Weezer - Pinkerton (Cover Artwork)
Staff Pick


Pinkerton (1996)


Here's the big, massive difference between the Blue Album and Pinkerton, Weezer's 1996 sophomore effort: Weezer invites you to dive into the world of this particular band, one that's esoteric and pleasingly yearning (in a way that reminds you maybe of those Beatles albums your dad pulls out sometimes), filled with harmonies and big triumphant guitar solos. In direct contrast Pinkerton makes you identify with Rivers Cuomo and his deep frustrations, often to a very, very uncomfortable degree, the equivalent of being in a cramped room with a man ranting at you about his creepy issues. Pinkerton is the desperate, jumbled spilling out of a single guy's rage with said status, obsession with “half Japanese girls” and desire to be a “good little boy” when he knows he's not that in the least. You could condemn Cuomo's Orientalist obsessions and petty grudges, but it's hard to because (1) the songs are so good and well...(2) most of us have felt like this. We've probably just processed it a little bit easier, in part because of pieces of pop culture like this.

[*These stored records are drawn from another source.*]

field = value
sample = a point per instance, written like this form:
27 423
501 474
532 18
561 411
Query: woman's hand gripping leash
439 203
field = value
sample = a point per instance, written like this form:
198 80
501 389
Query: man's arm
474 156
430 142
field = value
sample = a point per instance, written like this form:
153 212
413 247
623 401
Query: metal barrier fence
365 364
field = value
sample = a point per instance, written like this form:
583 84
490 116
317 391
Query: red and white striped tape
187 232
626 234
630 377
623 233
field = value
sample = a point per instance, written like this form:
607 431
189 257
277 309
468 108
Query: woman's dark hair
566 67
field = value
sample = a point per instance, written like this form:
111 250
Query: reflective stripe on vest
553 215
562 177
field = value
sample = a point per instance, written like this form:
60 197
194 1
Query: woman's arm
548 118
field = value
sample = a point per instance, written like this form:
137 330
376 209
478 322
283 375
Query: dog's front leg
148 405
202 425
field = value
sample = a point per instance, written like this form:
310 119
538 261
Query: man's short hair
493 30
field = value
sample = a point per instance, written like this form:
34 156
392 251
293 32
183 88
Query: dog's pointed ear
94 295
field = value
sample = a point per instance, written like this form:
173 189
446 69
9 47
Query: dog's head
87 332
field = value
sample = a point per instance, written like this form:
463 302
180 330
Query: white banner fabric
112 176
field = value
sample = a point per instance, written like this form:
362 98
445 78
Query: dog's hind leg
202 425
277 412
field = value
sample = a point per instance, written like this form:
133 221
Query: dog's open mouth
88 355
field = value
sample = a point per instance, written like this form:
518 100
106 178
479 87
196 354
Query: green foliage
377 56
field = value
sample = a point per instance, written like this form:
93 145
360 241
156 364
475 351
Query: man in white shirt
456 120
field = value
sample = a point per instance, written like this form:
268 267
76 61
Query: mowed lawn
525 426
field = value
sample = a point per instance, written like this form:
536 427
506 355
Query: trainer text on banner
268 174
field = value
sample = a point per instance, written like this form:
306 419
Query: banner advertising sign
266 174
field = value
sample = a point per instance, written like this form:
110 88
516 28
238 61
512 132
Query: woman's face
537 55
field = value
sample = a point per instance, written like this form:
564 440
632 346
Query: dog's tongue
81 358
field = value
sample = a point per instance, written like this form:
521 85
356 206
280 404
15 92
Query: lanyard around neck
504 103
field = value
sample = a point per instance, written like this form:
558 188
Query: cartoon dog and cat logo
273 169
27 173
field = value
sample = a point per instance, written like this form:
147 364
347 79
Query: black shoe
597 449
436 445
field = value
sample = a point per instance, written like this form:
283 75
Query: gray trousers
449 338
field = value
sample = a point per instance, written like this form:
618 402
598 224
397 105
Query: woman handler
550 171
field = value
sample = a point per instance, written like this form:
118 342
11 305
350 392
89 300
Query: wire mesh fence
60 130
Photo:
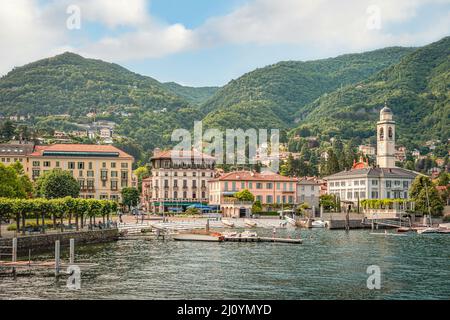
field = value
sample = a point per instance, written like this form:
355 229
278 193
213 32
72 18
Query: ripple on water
329 265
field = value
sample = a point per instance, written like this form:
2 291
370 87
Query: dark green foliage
416 89
269 97
426 196
68 83
13 182
195 95
130 196
58 184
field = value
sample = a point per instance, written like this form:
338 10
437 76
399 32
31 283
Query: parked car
4 220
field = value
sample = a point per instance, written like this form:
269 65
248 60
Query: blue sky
210 42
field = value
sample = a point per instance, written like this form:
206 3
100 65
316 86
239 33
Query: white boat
230 234
428 230
228 223
250 223
290 220
318 224
199 236
248 234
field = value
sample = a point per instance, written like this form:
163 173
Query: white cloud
30 30
152 42
321 23
25 34
114 13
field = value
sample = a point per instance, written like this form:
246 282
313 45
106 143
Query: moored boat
428 230
250 223
318 224
199 236
228 223
248 234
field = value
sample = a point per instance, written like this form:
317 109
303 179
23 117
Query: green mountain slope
417 89
282 89
195 95
69 83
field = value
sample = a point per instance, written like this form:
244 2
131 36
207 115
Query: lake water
329 265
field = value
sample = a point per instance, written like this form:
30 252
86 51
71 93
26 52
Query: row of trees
72 209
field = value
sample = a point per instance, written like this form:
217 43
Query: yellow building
101 170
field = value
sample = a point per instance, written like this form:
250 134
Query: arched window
381 134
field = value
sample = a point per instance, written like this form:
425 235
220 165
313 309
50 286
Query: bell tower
386 139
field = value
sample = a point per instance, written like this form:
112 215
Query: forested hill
69 83
195 95
270 96
417 89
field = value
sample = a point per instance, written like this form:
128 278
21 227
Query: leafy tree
328 202
141 173
13 185
193 211
58 184
257 207
443 179
426 197
7 130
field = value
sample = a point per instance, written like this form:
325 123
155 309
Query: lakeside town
239 151
181 184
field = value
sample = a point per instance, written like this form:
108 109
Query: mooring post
72 251
57 258
14 254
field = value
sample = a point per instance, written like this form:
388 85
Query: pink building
269 188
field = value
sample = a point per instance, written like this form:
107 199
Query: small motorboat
248 234
250 223
291 221
318 224
230 234
228 223
428 230
199 236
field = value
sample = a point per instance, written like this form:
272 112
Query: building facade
268 188
379 182
101 170
308 191
178 180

And of course, the main thrill of the album is exactly that it was a raw, dirty record (at least as raw as Weezer could get) written by a man who's chucked his super ego into the trash because it's not fucking helping. The solo on “Pink Triangle” for example is closer to a Cobain bridge than the hummable ones on “Buddy Holly”, while “Tired of Sex” opens with feedback and hideous, simplistic keyboard interlocked with sludgy bass. Weezer produced the record themselves and it has the ramshackle, resentful sound of a band making themselves as loud and profane as they want, Patrick Wilson's drums throughout on “Getchoo” and “Falling For You” pounding to be heard in the mix. It can get a little grating on repeated listen, as if the band was just being snotty to the average listener, but the splashes of beauty throughout are breaths of fresh air amid squeal that still reward twenty years later, like the xylophone on “Triangle”

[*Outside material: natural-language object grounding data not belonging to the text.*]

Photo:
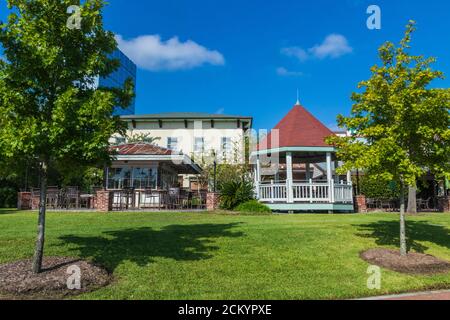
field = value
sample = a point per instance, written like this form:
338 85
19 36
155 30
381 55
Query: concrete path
429 295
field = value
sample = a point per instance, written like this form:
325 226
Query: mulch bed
413 263
18 282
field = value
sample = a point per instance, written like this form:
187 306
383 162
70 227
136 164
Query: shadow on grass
142 245
387 233
8 211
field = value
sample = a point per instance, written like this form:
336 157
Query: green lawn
214 256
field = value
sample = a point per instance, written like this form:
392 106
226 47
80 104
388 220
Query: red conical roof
298 129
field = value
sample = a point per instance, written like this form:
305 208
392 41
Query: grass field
218 256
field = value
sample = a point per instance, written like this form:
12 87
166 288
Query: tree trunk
412 199
403 248
39 251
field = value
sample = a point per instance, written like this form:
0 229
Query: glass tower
116 79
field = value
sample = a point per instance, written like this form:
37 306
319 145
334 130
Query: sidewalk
421 296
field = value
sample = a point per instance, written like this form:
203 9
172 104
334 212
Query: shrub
234 193
375 188
8 197
253 206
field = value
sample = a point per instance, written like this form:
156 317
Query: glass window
144 178
199 145
226 145
172 144
119 178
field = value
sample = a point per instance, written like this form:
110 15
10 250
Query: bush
376 188
8 197
234 193
253 206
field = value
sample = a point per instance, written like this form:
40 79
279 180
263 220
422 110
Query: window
199 145
226 145
172 144
121 140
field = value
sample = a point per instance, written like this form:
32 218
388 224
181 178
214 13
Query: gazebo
295 169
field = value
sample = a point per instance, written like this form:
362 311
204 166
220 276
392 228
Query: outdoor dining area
141 177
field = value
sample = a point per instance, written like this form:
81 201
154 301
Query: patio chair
72 198
423 204
386 204
53 196
151 199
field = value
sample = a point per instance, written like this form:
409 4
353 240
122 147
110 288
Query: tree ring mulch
413 263
57 280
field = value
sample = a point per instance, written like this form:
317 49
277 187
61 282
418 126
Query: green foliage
141 138
400 124
50 109
378 189
234 193
253 206
8 197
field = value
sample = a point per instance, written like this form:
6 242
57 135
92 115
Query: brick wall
212 201
24 201
444 204
103 201
361 204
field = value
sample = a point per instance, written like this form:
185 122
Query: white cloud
281 71
334 46
151 53
296 52
220 111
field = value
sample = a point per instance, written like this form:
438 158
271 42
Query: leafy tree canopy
400 124
50 108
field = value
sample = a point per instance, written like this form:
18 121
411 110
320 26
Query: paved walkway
429 295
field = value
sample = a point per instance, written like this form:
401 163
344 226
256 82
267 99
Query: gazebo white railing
305 192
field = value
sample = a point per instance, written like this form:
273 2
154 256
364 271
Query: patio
142 177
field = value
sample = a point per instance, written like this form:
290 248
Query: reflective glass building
117 79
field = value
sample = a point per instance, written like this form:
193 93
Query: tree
50 108
400 125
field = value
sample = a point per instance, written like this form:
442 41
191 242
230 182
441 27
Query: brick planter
361 204
212 201
444 204
24 201
103 201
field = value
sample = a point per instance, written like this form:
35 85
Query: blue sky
249 57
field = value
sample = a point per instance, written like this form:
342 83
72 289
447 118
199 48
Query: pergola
289 164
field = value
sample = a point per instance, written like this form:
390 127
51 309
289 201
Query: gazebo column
258 177
336 175
330 177
308 171
290 178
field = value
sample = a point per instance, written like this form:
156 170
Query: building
295 169
117 79
198 135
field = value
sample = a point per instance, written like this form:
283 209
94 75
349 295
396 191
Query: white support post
290 178
258 178
349 178
272 188
330 178
332 191
336 175
308 171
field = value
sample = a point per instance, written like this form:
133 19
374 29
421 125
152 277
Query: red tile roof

What truly makes Pinkerton so effective and powerful though is how personal and fearlessly, hideously unfiltered the songs are. Cuomo wrote them of course famously after spending time at Harvard and an operation on his leg, writing ten pieces of bile, loneliness and loathing: loathing for himself and for the women he wants so badly that then changes back into a simple need for anyone, physically and emotionally. Inspired by the opera Madame Butterfly, Pinkerton is a version of that kind of heavy emotion, albeit processed through the world of a white twentysomething pop savant. Many of the lyrics sound like threats or floating creepy thoughts: “It used to be a game/Now it's a crying shame/Cause you don't wanna play around no more”, “So I broke into your room and read your diary...”

But that's why so many people started to embrace Pinkerton, why it's DNA is embedded in dozens of bands, right down to the acoustic closer - “Butterfly”, a beautiful, unbearably wrenching piece of work where Cuomo wrestles with what he's done, who he is, and the possibility of real, lasting empathy for women as something other than intangible, beautiful objects. “I guess you're as real as me/Maybe I can live with that/Maybe I need fantasy/a life of chasing butterfly,” he sings, a moment of epiphany that hopefully doesn't fade and wither either (amusingly plenty of emo bands seem to have missed the point here). Pinkerton was a martyr, an album made so other, especially major label bands didn't have to cross that line and could write slightly more palatable alt-rock. Cuomo himself disowned it for a few years til he got the message that it had found its audience at last, but Weezer will never, ever make anything like it again. Pinkerton lived so others could find it, relate, then start bands of their own, repeating the same cycle of alienation, identification, and creation. And on pop music goes.